Per-block bitcoin mining rewards officially dropped at 8:10 pm ET Friday in New York, marking the arrival of a rare industry event expected to spur ripple effects. Known as a Bitcoin halving, such events happen roughly every four years. With the 2024 halving complete, the block reward that miners collect now stands at 3.125 BTC — down from 6.25 BTC. Bitcoin’s 840,000 block was mined by ViaBTC Friday evening.
The halving has been top of mind for industry participants due in part to the event’s historical impact on bitcoin price. Despite the small sample size of such occurrences, Bitcoin halvings have seemed to catalyze crypto bull markets.
Bitcoin’s price grew nearly 100 times from $12 on Nov. 28, 2012 — the date of the first Bitcoin halving — to $1,164 some 367 days later, Berenberg Capital Markets analysts said in a 2023 report.
After the 2016 halving, it took 524 days for BTC to rise from about $650 to a then-record $19,712, the report added. Bitcoin hit a then-all-time high of more than $69,000 in November 2021, 549 days after the 2020 bitcoin halving.
Fineqia research analyst Matteo Greco pointed out in a research note earlier this month that BTC for the first time reached a new price record leading up to the halving — “a departure for previous cycles” that could signal uncertainty about what’s next. Bitcoin reached its latest all-time high price of more than $73,500 on March 14.

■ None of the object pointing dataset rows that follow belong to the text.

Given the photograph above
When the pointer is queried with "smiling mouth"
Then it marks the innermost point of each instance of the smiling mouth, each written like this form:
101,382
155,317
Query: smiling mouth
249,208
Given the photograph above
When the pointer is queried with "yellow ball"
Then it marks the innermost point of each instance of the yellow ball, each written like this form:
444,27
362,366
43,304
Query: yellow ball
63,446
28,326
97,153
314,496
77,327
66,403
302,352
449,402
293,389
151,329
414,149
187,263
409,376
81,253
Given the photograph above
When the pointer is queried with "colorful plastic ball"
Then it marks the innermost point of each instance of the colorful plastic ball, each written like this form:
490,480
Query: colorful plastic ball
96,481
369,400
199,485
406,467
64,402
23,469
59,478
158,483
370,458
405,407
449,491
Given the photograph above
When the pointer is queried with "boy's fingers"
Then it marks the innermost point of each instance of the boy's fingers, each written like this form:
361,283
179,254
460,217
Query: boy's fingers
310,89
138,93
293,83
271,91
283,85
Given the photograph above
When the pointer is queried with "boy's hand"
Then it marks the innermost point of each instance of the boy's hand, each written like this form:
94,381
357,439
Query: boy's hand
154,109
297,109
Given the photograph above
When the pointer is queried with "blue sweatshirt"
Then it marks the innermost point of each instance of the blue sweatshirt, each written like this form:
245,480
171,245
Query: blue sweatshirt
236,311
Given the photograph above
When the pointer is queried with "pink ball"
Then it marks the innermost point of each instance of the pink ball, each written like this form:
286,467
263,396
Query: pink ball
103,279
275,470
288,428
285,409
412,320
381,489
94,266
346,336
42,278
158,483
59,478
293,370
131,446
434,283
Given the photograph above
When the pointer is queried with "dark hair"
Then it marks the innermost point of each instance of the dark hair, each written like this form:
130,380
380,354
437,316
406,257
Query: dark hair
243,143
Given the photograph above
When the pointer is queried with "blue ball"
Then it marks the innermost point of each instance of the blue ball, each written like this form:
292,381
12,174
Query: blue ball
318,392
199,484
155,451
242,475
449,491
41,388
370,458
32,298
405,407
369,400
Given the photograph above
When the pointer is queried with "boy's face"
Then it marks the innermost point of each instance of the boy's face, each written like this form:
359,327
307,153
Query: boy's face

“If historical trends hold true, we might anticipate the peak of this cycle occurring between the fourth quarter of 2024 and the first half of 2025,” Greco previously told Blockworks. Aside from the halving’s projected impact on bitcoin price, the event is set to affect the mining companies that will now start collecting lower rewards per block.
Players in the industry had been preparing for the halving in a number of ways — from acquiring mining sites and machines to cutting costs and diversifying revenue sources. Still, segment observers expect pain to hit a number of miners in the coming weeks and months — particularly those with weaker balance sheets and higher energy costs.